= Adela Pla Pastor =

Spanish politician (1938–2005)

Adela Pla Pastor (1938 – 16 August 2005, Sedaví, Spain) was a Spanish politician for the Spanish Socialist Workers' Party. (PSOE)

Married, with two daughters, she was the daughter of Vicent Pla, the last Mayor of Sedaví in the Spanish Republican era. Pla joined the PSOE in 1976 and was a minister without portfolio in the preautonomous government of the Valencian Community between June and December 1979. She was selected as a PSOE candidate in the 1979 General Election, being placed eighth on the PSOE list. The party had won seven seats at the previous election, increasing to eight following a merger with the smaller Popular Socialist Party, but the party won just seven seats in the election and Pla failed to be elected.

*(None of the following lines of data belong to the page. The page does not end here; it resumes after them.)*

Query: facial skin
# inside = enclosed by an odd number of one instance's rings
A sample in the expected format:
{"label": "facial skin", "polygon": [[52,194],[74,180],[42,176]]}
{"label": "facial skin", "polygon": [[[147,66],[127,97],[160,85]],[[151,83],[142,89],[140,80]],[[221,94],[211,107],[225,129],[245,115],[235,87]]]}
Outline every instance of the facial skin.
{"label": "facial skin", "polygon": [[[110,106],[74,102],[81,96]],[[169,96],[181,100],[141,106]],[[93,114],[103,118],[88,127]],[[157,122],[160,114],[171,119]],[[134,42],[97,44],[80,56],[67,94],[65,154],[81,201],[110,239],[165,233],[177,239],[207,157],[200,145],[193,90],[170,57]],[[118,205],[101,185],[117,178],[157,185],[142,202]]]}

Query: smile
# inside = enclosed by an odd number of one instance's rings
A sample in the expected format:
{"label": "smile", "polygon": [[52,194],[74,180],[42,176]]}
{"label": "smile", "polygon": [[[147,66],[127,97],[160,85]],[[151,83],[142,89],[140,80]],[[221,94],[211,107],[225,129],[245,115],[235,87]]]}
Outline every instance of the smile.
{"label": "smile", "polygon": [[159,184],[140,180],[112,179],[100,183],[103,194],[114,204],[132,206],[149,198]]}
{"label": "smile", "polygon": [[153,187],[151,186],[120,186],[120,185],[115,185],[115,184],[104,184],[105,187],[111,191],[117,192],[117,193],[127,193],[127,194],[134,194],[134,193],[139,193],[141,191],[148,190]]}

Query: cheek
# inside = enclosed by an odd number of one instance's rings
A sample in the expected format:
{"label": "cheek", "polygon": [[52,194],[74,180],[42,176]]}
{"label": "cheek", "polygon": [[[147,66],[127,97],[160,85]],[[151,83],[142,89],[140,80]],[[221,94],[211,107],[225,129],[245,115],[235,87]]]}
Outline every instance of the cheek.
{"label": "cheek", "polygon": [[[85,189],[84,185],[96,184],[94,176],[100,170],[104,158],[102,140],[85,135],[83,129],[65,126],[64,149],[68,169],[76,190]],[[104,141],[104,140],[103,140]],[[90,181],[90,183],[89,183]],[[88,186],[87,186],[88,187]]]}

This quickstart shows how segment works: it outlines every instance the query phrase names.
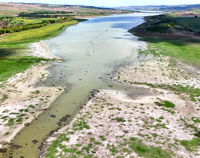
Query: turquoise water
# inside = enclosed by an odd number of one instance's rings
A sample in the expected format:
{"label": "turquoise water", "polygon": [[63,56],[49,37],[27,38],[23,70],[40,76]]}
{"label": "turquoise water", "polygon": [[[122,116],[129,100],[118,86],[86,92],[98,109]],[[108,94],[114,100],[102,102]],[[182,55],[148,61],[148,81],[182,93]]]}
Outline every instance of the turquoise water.
{"label": "turquoise water", "polygon": [[[52,53],[62,58],[63,62],[53,63],[49,68],[51,76],[38,84],[63,85],[66,91],[16,136],[12,143],[22,147],[9,149],[9,156],[36,158],[41,142],[50,131],[59,127],[58,122],[63,116],[75,114],[93,89],[110,89],[109,85],[114,83],[107,80],[109,74],[120,66],[134,63],[137,60],[137,50],[145,45],[127,30],[142,23],[146,15],[149,14],[89,19],[45,41]],[[112,88],[119,87],[114,85]],[[52,114],[56,117],[50,117]],[[38,142],[34,144],[33,140]]]}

However, as first substitute, she became an MP one year later in February 1980 following the resignation of José Luis Albiñana Olmos, thus becoming the first female MP for Valencia Province in the modern democratic era. She was re-elected in the four subsequent elections in 1982, 1986, 1989 and 1993. She also served as part of the Spanish delegation to the Council of Europe from 1982 to 1987.

After leaving politics, Pla returned to her previous jobs as a teacher and a justice of the peace in her native Sedaví. She died of cancer on 16 August 2005.